Practitioner-facing article: The Washington Post · Time · Psychology Today
The gist, key findings & full abstract
Men score higher than women on narcissism overall, but the gap almost disappears for grandiose self-promotion and vanishes entirely for the vulnerable, insecure form of narcissism.
- Meta-analysis of 355 studies and 470,846 people tests the popular belief that men are more narcissistic than women, and finds a small-to-moderate gap (d = .26) that has held steady since 1990
- The gap is driven by two facets — Exploitative/Entitlement (d = .29) and Leadership/Authority (d = .20) — while Grandiose/Exhibitionism shows almost no difference (d = .04)

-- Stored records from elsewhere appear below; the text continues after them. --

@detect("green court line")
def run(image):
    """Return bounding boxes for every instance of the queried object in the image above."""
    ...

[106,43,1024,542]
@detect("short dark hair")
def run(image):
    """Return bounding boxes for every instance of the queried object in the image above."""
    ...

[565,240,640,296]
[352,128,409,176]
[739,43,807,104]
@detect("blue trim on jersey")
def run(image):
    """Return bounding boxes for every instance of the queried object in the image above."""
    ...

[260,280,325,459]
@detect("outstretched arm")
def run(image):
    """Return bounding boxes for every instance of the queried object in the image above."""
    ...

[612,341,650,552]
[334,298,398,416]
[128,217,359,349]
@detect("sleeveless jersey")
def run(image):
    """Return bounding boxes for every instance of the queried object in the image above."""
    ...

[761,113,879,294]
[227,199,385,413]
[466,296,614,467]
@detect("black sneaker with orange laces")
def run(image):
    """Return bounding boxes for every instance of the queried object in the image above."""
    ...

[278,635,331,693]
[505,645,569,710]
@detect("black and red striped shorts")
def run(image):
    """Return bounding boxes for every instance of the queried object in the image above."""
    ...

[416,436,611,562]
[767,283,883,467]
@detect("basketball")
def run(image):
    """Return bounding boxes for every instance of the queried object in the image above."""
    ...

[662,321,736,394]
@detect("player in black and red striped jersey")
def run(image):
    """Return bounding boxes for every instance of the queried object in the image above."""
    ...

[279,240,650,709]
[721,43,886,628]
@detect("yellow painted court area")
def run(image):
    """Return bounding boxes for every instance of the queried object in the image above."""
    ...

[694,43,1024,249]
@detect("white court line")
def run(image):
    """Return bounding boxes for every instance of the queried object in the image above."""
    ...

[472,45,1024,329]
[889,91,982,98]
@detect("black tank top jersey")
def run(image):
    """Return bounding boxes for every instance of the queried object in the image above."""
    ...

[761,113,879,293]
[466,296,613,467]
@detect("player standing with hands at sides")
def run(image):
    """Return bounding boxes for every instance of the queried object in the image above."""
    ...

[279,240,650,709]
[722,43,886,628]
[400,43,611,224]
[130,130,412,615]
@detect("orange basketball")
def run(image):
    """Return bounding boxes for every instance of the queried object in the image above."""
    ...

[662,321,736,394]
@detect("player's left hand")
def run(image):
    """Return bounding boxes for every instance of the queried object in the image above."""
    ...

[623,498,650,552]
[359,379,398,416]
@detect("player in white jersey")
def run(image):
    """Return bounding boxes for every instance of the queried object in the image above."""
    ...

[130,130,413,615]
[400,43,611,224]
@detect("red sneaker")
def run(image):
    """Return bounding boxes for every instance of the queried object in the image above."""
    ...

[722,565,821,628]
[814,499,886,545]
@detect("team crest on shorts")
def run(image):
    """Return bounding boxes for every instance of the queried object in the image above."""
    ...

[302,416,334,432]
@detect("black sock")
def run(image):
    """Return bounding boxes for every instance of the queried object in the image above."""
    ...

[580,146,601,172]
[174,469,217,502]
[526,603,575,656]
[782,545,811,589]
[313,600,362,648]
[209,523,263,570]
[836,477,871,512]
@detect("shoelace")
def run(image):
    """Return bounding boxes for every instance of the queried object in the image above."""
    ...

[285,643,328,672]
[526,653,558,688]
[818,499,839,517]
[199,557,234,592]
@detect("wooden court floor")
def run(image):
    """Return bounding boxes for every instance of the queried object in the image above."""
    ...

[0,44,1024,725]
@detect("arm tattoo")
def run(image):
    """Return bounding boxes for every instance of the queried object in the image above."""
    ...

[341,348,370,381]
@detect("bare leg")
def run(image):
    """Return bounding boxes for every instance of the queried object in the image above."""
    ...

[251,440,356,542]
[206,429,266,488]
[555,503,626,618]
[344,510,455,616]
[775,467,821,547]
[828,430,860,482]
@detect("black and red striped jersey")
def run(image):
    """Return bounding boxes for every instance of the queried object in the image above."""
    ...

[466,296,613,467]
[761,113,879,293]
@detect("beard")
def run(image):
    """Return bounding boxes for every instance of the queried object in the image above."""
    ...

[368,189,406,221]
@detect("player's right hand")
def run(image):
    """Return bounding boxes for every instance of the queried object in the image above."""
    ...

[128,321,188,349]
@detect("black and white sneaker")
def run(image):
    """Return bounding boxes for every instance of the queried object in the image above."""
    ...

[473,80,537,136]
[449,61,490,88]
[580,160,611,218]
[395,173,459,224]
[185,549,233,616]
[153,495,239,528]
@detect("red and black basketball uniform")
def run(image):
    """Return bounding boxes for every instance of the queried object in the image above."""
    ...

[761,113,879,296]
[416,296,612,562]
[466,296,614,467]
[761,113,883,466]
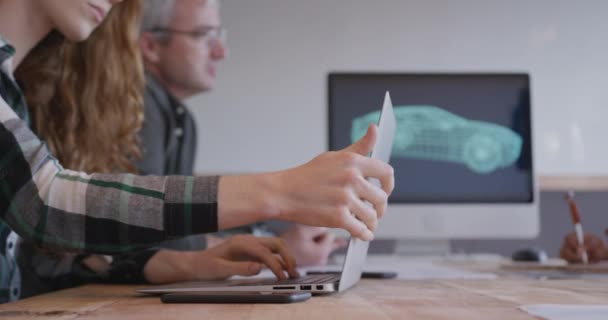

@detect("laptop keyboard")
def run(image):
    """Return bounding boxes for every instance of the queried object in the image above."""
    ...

[231,274,340,286]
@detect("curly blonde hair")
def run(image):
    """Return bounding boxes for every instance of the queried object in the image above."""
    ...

[15,0,145,173]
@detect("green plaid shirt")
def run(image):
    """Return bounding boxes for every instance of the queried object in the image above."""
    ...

[0,37,219,302]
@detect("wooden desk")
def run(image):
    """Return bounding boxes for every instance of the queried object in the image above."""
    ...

[0,279,608,320]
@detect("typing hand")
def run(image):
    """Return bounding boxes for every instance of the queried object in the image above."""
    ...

[144,235,299,283]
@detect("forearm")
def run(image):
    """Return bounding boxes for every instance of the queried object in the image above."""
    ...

[218,173,282,230]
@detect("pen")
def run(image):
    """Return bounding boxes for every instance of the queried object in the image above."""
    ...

[566,191,589,264]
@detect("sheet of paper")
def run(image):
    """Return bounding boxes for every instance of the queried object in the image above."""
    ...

[519,304,608,320]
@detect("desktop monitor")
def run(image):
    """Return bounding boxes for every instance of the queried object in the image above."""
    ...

[328,73,539,239]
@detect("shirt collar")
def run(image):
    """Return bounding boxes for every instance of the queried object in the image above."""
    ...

[0,35,15,64]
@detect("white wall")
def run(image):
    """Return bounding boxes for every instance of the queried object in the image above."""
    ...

[189,0,608,175]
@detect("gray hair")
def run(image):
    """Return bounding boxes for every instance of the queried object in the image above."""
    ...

[141,0,177,32]
[141,0,220,32]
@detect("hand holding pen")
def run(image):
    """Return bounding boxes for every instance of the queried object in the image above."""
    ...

[566,191,589,264]
[560,192,608,263]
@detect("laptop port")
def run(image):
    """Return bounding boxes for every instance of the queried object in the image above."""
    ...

[272,286,296,290]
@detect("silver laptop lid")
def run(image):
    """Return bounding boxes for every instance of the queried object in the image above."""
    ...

[338,91,397,292]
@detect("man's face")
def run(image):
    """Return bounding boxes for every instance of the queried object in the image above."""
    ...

[158,0,226,98]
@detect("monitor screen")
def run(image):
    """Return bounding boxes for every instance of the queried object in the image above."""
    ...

[328,73,534,204]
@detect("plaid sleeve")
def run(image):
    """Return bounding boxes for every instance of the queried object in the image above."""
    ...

[0,99,219,253]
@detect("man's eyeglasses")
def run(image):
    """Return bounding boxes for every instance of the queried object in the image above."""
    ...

[148,27,226,47]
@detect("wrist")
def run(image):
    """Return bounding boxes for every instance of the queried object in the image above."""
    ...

[218,173,281,230]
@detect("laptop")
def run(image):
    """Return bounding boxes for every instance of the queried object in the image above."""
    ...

[137,92,396,294]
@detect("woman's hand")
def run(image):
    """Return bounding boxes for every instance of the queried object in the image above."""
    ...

[144,235,298,283]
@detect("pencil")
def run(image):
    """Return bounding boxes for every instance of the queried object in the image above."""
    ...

[566,191,589,264]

- Men and women do not differ on vulnerable narcissism, the less-studied form marked by low self-esteem, neuroticism, and introversion
- A second study using item response theory rules out measurement bias, meaning the gender gap reflects a true difference rather than a flawed measure
Abstract: Despite the widely held belief that men are more narcissistic than women, there has been no systematic review to establish the magnitude, variability across measures and settings, and stability over time of this gender difference. Drawing on the biosocial approach to social role theory, a meta-analysis performed for Study 1 found that men tended to be more narcissistic than women (d = .26; k = 355 studies; N = 470,846). This gender difference remained stable in U.S. college student cohorts over time (from 1990 to 2013) and across different age groups. Study 1 also investigated gender differences in three facets of the Narcissistic Personality Inventory (NPI) to reveal that the narcissism gender difference is driven by the Exploitative/Entitlement facet (d = .29; k = 44 studies; N = 44,108) and Leadership/Authority facet (d = .20; k = 40 studies; N = 44,739); whereas the gender difference in Grandiose/Exhibitionism (d = .04; k = 39 studies; N = 42,460) was much smaller. We further investigated a less-studied form of narcissism called vulnerable narcissism—which is marked by low self-esteem, neuroticism, and introversion—to find that (in contrast to the more commonly studied form of narcissism found in the DSM and the NPI) men and women did not differ on vulnerable narcissism (d = -.04; k = 42 studies; N = 46,735). Study 2 used item response theory to rule out the possibility that measurement bias accounts for observed gender differences in the three facets of the NPI (N = 19,001). Results revealed that observed gender differences were not explained by measurement bias and thus can be interpreted as true sex differences. Discussion focuses on the implications for the biosocial construction model of gender differences, for the etiology of narcissism, for clinical applications, and for the role of narcissism in helping to explain gender differences in leadership and aggressive behavior. Readers are warned against overapplying small effect sizes to perpetuate gender stereotypes.